Mentor Graphics has introduced a hardware emulation platform for ARM Cortex-A9 MPCore processor-based system-on-chip (SoC) device designs.
Working with the firm's Veloce2 emulator, the system, called isolve, will test embedded designs containing ARM Cortex-A9 dual core processors.
"It combines the speed and accuracy of ARM-certified IP with the visibility and debug capabilities of the Veloce emulator," said Mentor.
It can be used with traditional in-circuit emulation (ICE) or high-performance transaction-based acceleration.
Mentor is also working with USB test system supplier Teledyne LeCroy on an emulation platform for the verification of system-on-chip (SoC) devices incorporating the SuperSpeed USB serial interface protocol.
Mentor will combine its Veloce2 hardware emulation technology and iSolve applications with Teledyne LeCroy’s Voyager M3i series SuperSpeed USB test system to handle the verification of multiple SuperSpeed USB ports deployed in SoC designs.
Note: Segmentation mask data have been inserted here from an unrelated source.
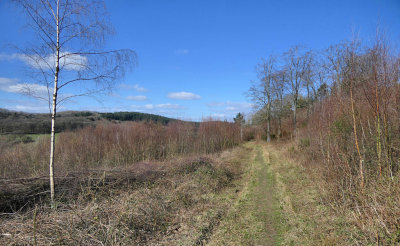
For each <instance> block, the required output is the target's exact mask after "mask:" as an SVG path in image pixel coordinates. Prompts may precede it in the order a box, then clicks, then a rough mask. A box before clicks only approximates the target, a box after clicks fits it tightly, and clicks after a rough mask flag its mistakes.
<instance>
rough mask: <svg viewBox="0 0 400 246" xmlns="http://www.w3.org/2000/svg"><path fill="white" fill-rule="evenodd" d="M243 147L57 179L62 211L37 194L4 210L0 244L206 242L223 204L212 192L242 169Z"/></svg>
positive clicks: (224, 184)
mask: <svg viewBox="0 0 400 246" xmlns="http://www.w3.org/2000/svg"><path fill="white" fill-rule="evenodd" d="M246 154H247V153H246V149H244V148H242V147H238V148H237V149H235V150H233V151H230V152H229V154H222V155H218V154H214V155H201V156H198V155H193V156H192V157H180V158H178V159H177V160H174V161H173V160H169V161H165V162H150V163H147V162H141V163H138V164H135V165H132V166H129V167H127V168H120V169H119V170H113V171H107V170H106V171H105V172H104V171H103V172H91V173H90V175H88V174H89V173H86V174H85V175H83V174H82V173H81V174H82V176H79V175H78V173H75V175H77V176H75V177H74V179H72V180H74V181H71V179H68V178H67V177H65V178H64V179H63V180H59V184H58V186H57V187H59V189H61V187H63V188H65V189H66V190H65V192H64V193H62V192H61V191H60V190H59V193H58V194H59V196H58V198H59V200H58V202H57V210H54V211H53V210H51V209H50V208H49V204H48V202H47V201H46V200H43V202H42V203H40V202H38V201H39V200H36V201H35V202H34V203H33V206H30V207H29V206H27V207H26V209H23V210H21V211H19V212H13V213H10V214H3V215H1V216H0V221H1V222H0V244H4V245H49V244H61V245H137V244H139V245H149V244H162V245H165V244H169V245H175V244H176V243H178V242H179V243H181V244H183V245H193V244H199V243H200V244H201V243H203V242H206V241H207V238H208V237H209V234H210V233H211V231H212V229H213V227H214V226H215V225H216V224H218V221H219V219H220V217H221V216H222V215H223V214H224V211H225V210H226V209H225V206H226V204H225V203H222V202H219V200H218V199H216V198H215V197H216V195H217V194H219V193H220V192H222V191H223V190H224V189H226V188H227V187H230V186H232V184H233V183H232V182H233V180H235V179H236V178H238V177H239V176H240V174H241V172H242V165H243V163H242V162H240V161H237V159H238V158H239V157H240V156H243V155H246ZM88 176H89V177H90V178H88ZM68 177H70V176H68ZM31 181H32V180H31ZM31 181H29V182H31ZM26 182H28V181H27V180H26ZM29 182H28V183H29ZM63 184H64V185H63ZM14 188H15V187H14ZM10 189H11V188H10ZM61 194H63V195H61Z"/></svg>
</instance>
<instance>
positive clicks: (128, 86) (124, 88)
mask: <svg viewBox="0 0 400 246" xmlns="http://www.w3.org/2000/svg"><path fill="white" fill-rule="evenodd" d="M119 88H121V89H124V90H134V91H137V92H147V89H146V88H144V87H142V86H140V85H139V84H134V85H128V84H120V85H119Z"/></svg>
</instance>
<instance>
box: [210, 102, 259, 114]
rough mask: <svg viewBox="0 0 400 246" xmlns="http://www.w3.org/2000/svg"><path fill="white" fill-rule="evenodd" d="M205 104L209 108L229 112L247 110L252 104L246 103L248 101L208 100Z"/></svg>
mask: <svg viewBox="0 0 400 246" xmlns="http://www.w3.org/2000/svg"><path fill="white" fill-rule="evenodd" d="M207 106H209V107H211V108H219V109H222V110H224V111H230V112H243V111H249V110H250V109H251V108H252V106H253V104H251V103H248V102H230V101H227V102H210V103H208V104H207Z"/></svg>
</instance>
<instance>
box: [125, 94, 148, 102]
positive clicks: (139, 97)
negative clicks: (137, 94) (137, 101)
mask: <svg viewBox="0 0 400 246" xmlns="http://www.w3.org/2000/svg"><path fill="white" fill-rule="evenodd" d="M126 99H128V100H133V101H146V100H147V97H146V96H142V95H138V96H128V97H127V98H126Z"/></svg>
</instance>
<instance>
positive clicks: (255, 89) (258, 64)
mask: <svg viewBox="0 0 400 246" xmlns="http://www.w3.org/2000/svg"><path fill="white" fill-rule="evenodd" d="M275 63H276V59H275V58H274V57H273V56H270V57H268V58H267V59H262V60H261V62H260V63H259V64H258V65H257V67H256V69H257V74H258V77H259V80H260V82H259V83H253V85H252V86H251V87H250V89H249V92H248V96H249V97H250V98H251V100H252V101H253V102H254V105H255V106H256V107H259V108H262V109H263V110H265V117H266V121H267V142H270V141H271V108H272V100H273V91H272V90H273V86H272V80H273V73H274V69H275Z"/></svg>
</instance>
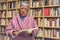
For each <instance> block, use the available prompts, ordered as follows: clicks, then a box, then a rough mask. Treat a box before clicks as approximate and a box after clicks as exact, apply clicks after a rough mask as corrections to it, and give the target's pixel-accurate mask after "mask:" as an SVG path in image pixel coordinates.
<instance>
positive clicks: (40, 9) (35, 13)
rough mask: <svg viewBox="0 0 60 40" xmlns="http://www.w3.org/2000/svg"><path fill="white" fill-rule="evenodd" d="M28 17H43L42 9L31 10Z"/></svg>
mask: <svg viewBox="0 0 60 40" xmlns="http://www.w3.org/2000/svg"><path fill="white" fill-rule="evenodd" d="M30 15H31V16H43V9H31V10H30Z"/></svg>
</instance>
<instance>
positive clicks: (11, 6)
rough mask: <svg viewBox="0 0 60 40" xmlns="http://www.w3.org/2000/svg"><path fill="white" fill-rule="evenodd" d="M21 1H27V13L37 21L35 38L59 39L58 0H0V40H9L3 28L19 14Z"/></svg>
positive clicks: (59, 15) (10, 38) (59, 28)
mask: <svg viewBox="0 0 60 40" xmlns="http://www.w3.org/2000/svg"><path fill="white" fill-rule="evenodd" d="M21 1H28V4H29V7H28V8H29V11H28V15H31V16H33V17H34V19H35V20H36V22H37V25H38V28H39V31H38V34H37V36H36V40H60V0H0V40H11V38H9V37H7V36H6V34H5V28H6V27H7V26H8V23H9V22H10V20H11V19H12V17H14V16H16V15H18V14H19V10H20V2H21Z"/></svg>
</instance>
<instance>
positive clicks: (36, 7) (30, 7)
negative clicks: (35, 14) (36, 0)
mask: <svg viewBox="0 0 60 40" xmlns="http://www.w3.org/2000/svg"><path fill="white" fill-rule="evenodd" d="M36 8H43V6H40V7H30V9H36Z"/></svg>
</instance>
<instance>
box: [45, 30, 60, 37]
mask: <svg viewBox="0 0 60 40" xmlns="http://www.w3.org/2000/svg"><path fill="white" fill-rule="evenodd" d="M44 31H45V37H56V38H60V31H59V30H56V29H45V30H44Z"/></svg>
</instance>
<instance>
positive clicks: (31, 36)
mask: <svg viewBox="0 0 60 40" xmlns="http://www.w3.org/2000/svg"><path fill="white" fill-rule="evenodd" d="M31 28H37V24H36V21H35V20H34V18H33V17H32V16H29V15H28V4H27V3H26V2H21V5H20V13H19V15H17V16H15V17H13V18H12V20H11V21H10V23H9V25H8V27H7V28H6V35H7V36H10V37H11V38H12V40H35V36H36V34H37V32H38V30H37V29H34V30H33V31H32V33H29V32H27V31H26V32H21V33H20V34H18V35H17V36H16V34H17V33H18V32H19V31H21V30H29V29H31Z"/></svg>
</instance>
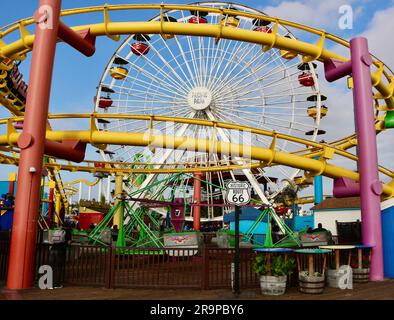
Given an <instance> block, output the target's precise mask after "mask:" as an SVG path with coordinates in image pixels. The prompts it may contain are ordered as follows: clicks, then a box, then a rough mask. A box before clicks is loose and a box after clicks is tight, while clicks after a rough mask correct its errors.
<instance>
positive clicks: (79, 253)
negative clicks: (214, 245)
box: [0, 241, 259, 290]
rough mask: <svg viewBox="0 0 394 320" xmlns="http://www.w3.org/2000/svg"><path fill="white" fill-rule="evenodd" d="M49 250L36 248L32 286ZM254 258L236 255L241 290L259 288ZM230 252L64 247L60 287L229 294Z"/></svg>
mask: <svg viewBox="0 0 394 320" xmlns="http://www.w3.org/2000/svg"><path fill="white" fill-rule="evenodd" d="M8 255H9V242H6V241H5V242H0V282H1V281H5V279H6V275H7V269H8ZM50 256H51V245H49V244H38V245H37V250H36V274H35V275H36V277H35V279H36V281H38V279H39V277H40V276H41V275H40V274H39V273H38V270H39V268H40V266H42V265H50V264H51V262H50V261H51V260H50ZM254 256H255V253H254V252H253V250H252V249H246V248H241V250H240V284H241V288H251V287H258V285H259V282H258V276H257V275H256V274H255V273H254V272H253V270H252V264H253V260H254ZM233 258H234V249H231V248H230V249H225V248H224V249H223V248H210V247H205V248H202V249H200V250H197V249H182V248H165V249H158V248H151V249H147V248H145V249H136V248H130V247H122V248H120V247H110V248H108V247H99V246H89V245H72V246H69V247H68V248H67V251H66V258H65V266H64V269H63V270H64V283H65V284H66V285H71V286H93V287H106V288H152V289H154V288H161V289H164V288H171V289H176V288H190V289H203V290H208V289H218V288H228V289H231V281H232V273H231V265H232V262H233Z"/></svg>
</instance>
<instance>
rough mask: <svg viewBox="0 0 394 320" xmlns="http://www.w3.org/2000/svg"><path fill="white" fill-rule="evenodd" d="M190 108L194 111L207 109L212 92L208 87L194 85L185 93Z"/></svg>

Now being designed into consumer, networking, mobile devices and PC peripherals, SuperSpeed USB (3.0) supports dat rates of up to 4.8Gbit/s, ten times faster than USB 2.
This is an example of how emulators are changing the economics of semiconductor and full system design as SoC device and protocol compexity increases.
In particular the move to multicore processor architecture, such as Cortex-A9 MPCore, has forced a change from a reliance on design simulation to hardware and software emulation of semiconductors and systems.
“We are seeing a fundamental change,” Wally Rhines, CEO of Mentor Graphics told Electronics Weekly.
“Emulation will take a bigger and bigger portion of design verification,” said Rhines.